IF YOUR ACCOUNT BALANCE FALLS BELOW $5,000, you will be given 30 days'
notice to reestablish the minimum balance. If you do not increase your
balance, Fidelity reserves the right to close your account and send
the proceeds to you. Your shares will be redeemed at the NAV on the
day your account is closed. 
FIDELITY MAY CHARGE A FEE FOR SPECIAL SERVICES, such as providing
historical account documents, that are beyond the normal scope of its
services. 
FDC may, at its own expense, provide promotional incentives to
qualified recipients who support the sale of shares of the funds
without reimbursement from the funds. Qualified recipients are
securities dealers who have sold fund shares or others, including
banks and other financial institutions, under special arrangements in
connection with FDC's sales activities. In some instances, these
incentives may be offered only to certain institutions whose
representatives provide services in connection with the sale or
expected sale of significant amounts of shares.
EXCHANGE RESTRICTIONS
As a shareholder, you have the privilege of exchanging shares of a
fund for shares of other Fidelity funds.

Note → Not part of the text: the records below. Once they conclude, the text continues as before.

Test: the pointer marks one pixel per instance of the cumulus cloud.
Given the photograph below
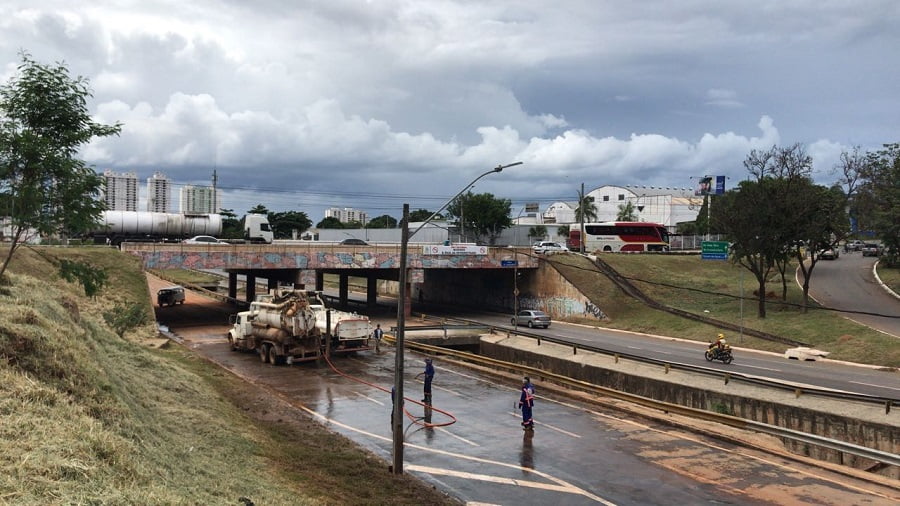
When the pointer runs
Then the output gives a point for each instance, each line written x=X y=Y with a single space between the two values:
x=358 y=104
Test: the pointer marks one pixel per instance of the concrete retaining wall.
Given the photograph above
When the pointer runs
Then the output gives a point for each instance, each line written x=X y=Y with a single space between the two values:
x=738 y=400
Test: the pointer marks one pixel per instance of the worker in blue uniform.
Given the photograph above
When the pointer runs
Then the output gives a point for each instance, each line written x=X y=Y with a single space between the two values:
x=428 y=373
x=526 y=403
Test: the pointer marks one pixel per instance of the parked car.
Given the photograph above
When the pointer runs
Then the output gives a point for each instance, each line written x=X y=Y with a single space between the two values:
x=170 y=295
x=854 y=245
x=871 y=249
x=203 y=239
x=547 y=247
x=531 y=318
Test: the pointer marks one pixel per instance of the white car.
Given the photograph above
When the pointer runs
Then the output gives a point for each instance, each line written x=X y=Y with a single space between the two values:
x=548 y=247
x=203 y=239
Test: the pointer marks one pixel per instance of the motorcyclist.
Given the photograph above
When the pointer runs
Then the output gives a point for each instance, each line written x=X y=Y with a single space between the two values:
x=720 y=344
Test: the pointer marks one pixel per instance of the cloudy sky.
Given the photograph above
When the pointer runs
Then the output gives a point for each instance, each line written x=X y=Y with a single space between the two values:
x=304 y=105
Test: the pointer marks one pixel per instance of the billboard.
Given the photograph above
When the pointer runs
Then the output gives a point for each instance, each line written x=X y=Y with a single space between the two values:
x=710 y=185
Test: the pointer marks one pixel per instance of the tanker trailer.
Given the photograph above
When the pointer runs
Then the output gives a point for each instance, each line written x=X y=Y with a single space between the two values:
x=121 y=226
x=281 y=329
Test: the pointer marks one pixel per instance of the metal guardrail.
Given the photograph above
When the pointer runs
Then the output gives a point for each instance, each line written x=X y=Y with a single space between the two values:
x=733 y=421
x=888 y=402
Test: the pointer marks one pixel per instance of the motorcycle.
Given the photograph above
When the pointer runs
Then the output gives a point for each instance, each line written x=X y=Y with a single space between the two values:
x=714 y=353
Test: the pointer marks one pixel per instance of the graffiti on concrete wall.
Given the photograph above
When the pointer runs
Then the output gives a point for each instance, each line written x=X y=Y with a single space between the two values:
x=561 y=306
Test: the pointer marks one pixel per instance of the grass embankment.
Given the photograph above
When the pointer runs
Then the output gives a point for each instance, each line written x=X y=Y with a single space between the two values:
x=713 y=289
x=89 y=417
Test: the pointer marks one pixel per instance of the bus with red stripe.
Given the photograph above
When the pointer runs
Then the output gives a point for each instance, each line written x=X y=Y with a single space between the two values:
x=619 y=236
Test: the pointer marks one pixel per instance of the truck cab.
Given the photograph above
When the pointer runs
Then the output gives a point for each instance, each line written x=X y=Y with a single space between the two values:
x=257 y=229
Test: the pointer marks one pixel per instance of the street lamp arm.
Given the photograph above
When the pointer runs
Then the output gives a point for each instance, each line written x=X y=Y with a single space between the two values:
x=447 y=204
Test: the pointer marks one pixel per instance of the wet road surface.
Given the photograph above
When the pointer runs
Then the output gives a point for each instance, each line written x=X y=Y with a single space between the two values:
x=579 y=453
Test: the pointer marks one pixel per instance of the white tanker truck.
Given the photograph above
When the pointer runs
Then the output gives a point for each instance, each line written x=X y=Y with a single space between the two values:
x=138 y=226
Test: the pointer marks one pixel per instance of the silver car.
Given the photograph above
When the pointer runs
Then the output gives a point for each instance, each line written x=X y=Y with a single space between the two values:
x=531 y=318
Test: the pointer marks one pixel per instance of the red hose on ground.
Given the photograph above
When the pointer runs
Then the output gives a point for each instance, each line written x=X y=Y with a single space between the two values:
x=413 y=419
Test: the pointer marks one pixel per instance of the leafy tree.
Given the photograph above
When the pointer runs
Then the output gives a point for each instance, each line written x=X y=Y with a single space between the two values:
x=284 y=224
x=627 y=212
x=819 y=222
x=481 y=214
x=44 y=121
x=422 y=215
x=882 y=180
x=537 y=231
x=330 y=222
x=754 y=245
x=385 y=221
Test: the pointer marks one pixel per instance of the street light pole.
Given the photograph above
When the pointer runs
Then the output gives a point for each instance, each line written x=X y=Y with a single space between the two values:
x=405 y=235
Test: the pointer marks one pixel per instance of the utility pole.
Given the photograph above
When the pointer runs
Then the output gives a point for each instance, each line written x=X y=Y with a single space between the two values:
x=581 y=206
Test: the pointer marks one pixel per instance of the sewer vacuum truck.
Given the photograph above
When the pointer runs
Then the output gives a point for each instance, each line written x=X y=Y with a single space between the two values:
x=280 y=327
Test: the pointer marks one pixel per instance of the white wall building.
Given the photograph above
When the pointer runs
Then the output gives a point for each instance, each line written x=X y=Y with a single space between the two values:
x=656 y=204
x=120 y=190
x=159 y=193
x=199 y=199
x=347 y=215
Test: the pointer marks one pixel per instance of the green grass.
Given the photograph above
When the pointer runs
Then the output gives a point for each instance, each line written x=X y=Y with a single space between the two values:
x=713 y=289
x=89 y=417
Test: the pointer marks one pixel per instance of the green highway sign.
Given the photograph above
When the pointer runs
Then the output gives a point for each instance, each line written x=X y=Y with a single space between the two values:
x=714 y=250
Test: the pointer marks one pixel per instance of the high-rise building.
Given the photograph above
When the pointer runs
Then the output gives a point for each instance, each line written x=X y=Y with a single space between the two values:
x=200 y=199
x=120 y=191
x=347 y=215
x=159 y=192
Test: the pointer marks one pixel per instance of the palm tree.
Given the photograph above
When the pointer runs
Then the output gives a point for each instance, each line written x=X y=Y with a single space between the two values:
x=627 y=212
x=586 y=206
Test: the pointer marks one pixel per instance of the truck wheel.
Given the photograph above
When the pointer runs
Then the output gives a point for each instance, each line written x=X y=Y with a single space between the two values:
x=273 y=356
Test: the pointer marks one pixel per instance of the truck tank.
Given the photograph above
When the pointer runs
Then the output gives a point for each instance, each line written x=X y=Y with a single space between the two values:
x=137 y=225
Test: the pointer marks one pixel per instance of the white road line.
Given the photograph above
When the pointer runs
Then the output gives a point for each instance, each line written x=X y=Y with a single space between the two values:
x=492 y=479
x=763 y=368
x=464 y=440
x=364 y=396
x=873 y=385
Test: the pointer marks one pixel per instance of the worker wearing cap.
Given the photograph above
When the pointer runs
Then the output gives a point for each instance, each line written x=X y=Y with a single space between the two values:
x=526 y=402
x=428 y=373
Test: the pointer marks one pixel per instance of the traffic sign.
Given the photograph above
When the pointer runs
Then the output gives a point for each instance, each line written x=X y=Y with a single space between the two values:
x=714 y=250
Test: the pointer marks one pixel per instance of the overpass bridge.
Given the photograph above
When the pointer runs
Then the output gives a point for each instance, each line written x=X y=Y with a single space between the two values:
x=434 y=271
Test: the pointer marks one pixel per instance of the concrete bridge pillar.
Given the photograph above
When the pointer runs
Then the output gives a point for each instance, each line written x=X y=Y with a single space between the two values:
x=371 y=291
x=251 y=287
x=343 y=288
x=232 y=285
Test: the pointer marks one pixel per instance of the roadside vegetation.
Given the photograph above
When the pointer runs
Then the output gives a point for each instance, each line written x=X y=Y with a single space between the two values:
x=713 y=289
x=90 y=417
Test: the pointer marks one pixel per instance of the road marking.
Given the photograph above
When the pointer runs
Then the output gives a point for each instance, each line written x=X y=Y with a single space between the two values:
x=464 y=440
x=873 y=385
x=492 y=479
x=570 y=488
x=513 y=413
x=364 y=396
x=763 y=368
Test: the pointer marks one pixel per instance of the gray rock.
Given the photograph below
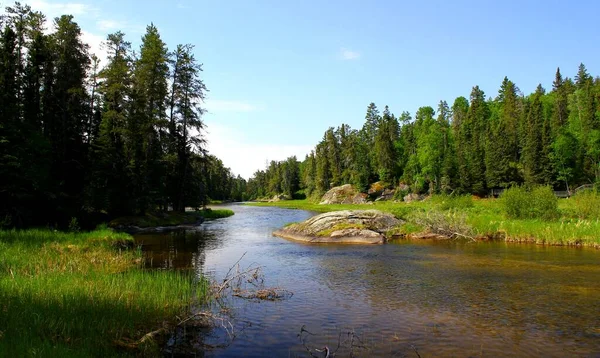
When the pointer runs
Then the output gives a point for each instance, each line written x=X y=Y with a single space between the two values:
x=347 y=226
x=279 y=197
x=345 y=194
x=413 y=197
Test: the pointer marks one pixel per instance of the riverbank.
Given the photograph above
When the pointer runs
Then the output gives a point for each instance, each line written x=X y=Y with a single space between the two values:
x=167 y=219
x=85 y=294
x=479 y=219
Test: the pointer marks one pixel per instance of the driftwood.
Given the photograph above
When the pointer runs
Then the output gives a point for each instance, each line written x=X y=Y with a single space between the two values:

However, you should note the
following:
(small solid bullet) The fund you are exchanging into must be
available for sale in your state.
(small solid bullet) You may only exchange between accounts that are
registered in the same name, address, and taxpayer identification
number.
(small solid bullet) Before exchanging into a fund, read its
prospectus.
(small solid bullet) If you exchange into a fund with a sales charge,
you pay the percentage-point difference between that fund's sales
charge and any sales charge you have previously paid in connection
with the shares you are exchanging. For example, if you had already
paid a sales charge of 2% on your shares and you exchange them into a
fund with a 3% sales charge, you would pay an additional 1% sales
charge.
(small solid bullet) Exchanges may have tax consequences for you.

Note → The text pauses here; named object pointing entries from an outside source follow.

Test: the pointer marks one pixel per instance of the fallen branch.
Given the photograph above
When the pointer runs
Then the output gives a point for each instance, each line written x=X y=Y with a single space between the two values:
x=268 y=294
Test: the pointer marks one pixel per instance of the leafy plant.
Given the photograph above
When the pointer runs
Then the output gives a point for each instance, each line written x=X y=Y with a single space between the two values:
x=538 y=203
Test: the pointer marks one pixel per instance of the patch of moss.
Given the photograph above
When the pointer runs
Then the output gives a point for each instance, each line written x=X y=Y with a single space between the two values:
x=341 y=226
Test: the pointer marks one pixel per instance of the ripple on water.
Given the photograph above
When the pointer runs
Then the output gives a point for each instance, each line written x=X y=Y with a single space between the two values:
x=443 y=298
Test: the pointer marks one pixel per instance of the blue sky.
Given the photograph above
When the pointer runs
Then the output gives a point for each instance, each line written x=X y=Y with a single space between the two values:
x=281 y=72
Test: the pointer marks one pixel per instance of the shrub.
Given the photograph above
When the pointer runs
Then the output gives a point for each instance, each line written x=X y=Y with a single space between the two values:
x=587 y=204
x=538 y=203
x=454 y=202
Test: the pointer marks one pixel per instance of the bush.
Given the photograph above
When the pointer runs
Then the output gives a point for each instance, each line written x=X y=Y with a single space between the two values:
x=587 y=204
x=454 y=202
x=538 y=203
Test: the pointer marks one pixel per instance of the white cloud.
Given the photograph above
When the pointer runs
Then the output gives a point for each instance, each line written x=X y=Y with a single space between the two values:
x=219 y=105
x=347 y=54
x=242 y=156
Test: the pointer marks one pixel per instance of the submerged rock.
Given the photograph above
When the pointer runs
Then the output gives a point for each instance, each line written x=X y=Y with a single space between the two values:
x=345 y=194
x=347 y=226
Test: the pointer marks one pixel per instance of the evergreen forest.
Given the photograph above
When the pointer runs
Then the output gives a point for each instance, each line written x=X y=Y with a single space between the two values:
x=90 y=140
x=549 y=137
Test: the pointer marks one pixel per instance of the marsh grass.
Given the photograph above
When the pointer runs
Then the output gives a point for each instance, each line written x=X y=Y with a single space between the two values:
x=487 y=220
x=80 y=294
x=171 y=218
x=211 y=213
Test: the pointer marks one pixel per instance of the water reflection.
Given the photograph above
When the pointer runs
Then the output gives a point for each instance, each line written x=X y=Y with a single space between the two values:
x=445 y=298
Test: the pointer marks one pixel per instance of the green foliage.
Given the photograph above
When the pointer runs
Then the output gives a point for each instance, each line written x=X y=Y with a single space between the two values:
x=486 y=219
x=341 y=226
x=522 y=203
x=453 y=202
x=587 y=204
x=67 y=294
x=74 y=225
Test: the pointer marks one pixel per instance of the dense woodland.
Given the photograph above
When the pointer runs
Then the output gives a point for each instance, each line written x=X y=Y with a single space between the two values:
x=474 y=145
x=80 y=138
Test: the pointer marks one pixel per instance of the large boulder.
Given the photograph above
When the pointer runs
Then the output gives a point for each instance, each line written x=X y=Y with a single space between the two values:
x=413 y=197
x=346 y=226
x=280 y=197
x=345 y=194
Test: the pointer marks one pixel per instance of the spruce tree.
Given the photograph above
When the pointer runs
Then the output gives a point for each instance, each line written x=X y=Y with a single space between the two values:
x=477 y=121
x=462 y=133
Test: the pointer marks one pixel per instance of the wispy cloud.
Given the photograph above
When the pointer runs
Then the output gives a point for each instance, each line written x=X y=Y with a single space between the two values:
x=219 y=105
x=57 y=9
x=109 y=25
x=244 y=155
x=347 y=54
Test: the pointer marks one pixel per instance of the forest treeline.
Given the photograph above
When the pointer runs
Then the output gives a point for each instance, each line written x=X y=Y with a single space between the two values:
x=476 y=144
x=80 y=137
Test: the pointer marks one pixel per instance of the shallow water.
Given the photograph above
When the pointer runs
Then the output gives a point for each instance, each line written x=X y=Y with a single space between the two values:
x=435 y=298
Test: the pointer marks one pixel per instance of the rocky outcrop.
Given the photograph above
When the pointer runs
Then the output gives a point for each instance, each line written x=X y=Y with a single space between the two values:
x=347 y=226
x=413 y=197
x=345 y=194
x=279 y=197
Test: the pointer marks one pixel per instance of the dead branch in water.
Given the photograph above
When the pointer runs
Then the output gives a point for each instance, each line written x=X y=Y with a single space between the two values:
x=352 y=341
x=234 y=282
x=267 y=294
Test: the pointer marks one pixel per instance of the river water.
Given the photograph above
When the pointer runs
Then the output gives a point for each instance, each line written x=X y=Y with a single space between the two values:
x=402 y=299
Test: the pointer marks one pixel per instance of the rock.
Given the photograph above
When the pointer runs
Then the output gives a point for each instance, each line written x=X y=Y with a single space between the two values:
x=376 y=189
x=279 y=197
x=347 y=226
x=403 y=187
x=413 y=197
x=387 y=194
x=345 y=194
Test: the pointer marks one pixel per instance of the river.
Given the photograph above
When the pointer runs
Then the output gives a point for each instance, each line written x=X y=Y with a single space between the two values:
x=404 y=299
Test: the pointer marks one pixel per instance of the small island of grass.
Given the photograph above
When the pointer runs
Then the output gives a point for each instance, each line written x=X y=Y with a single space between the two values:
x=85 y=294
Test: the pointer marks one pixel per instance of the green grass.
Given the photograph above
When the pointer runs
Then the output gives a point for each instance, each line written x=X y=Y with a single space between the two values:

(small solid bullet) Because excessive trading can hurt fund
performance and shareholders, each fund reserves the right to
temporarily or permanently terminate the exchange privilege of any
investor who makes more than four exchanges out of the fund per
calendar year. Accounts under common ownership or control, including
accounts with the same taxpayer identification number, will be counted
together for purposes of the four exchange limit.

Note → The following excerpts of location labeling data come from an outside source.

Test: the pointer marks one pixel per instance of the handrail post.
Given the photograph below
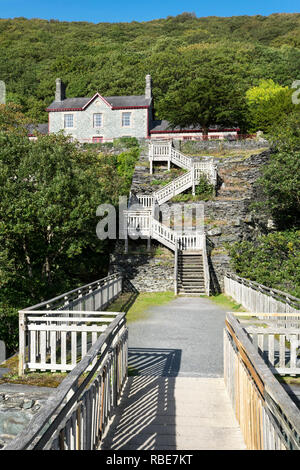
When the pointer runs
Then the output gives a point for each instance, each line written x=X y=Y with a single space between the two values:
x=22 y=342
x=176 y=267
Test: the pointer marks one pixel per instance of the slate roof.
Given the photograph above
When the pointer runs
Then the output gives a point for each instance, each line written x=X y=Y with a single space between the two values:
x=165 y=126
x=114 y=101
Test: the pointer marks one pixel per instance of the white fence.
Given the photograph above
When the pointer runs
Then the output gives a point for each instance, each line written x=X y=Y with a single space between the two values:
x=55 y=335
x=77 y=415
x=257 y=298
x=268 y=418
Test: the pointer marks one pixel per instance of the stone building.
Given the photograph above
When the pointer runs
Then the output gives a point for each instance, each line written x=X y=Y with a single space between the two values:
x=99 y=118
x=102 y=119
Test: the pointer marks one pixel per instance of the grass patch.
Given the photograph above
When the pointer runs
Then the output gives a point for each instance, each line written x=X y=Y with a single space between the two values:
x=139 y=309
x=227 y=302
x=38 y=379
x=226 y=153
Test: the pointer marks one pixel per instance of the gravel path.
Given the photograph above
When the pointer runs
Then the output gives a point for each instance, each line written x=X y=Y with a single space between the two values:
x=182 y=338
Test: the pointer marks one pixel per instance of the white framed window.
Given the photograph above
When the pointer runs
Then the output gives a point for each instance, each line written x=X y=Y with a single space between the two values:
x=126 y=119
x=97 y=120
x=68 y=120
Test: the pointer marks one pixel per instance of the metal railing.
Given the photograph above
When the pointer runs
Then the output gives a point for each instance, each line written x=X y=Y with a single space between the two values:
x=79 y=412
x=55 y=334
x=268 y=418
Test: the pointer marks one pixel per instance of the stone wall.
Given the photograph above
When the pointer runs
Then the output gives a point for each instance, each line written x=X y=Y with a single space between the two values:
x=147 y=272
x=111 y=128
x=193 y=146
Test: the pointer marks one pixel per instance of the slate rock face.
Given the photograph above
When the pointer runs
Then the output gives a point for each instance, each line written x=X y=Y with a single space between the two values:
x=227 y=217
x=17 y=409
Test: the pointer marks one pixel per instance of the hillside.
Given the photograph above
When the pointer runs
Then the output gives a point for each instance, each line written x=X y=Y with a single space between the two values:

(small solid bullet) Each fund reserves the right to refuse exchange
purchases by any person or group if, in FMR's judgment, the fund would
be unable to invest the money effectively in accordance with its
investment objective and policies, or would otherwise potentially be
adversely affected.
(small solid bullet) Your exchanges may be restricted or refused if a
fund receives or anticipates simultaneous orders affecting significant
portions of the fund's assets. In particular, a pattern of exchanges
that coincides with a "market timing" strategy may be disruptive to a
fund.
Although the funds will attempt to give you prior notice whenever they
are reasonably able to do so, they may impose these restrictions at
any time. The funds reserve the right to terminate or modify the
exchange privilege in the future. 
OTHER FUNDS MAY HAVE DIFFERENT EXCHANGE RESTRICTIONS, and may impose
administrative fees of up to 1.00% and trading fees of up to 1.50% of
the amount exchanged. Check each fund's prospectus for details.
This prospectus is printed on recycled paper using soy-based inks.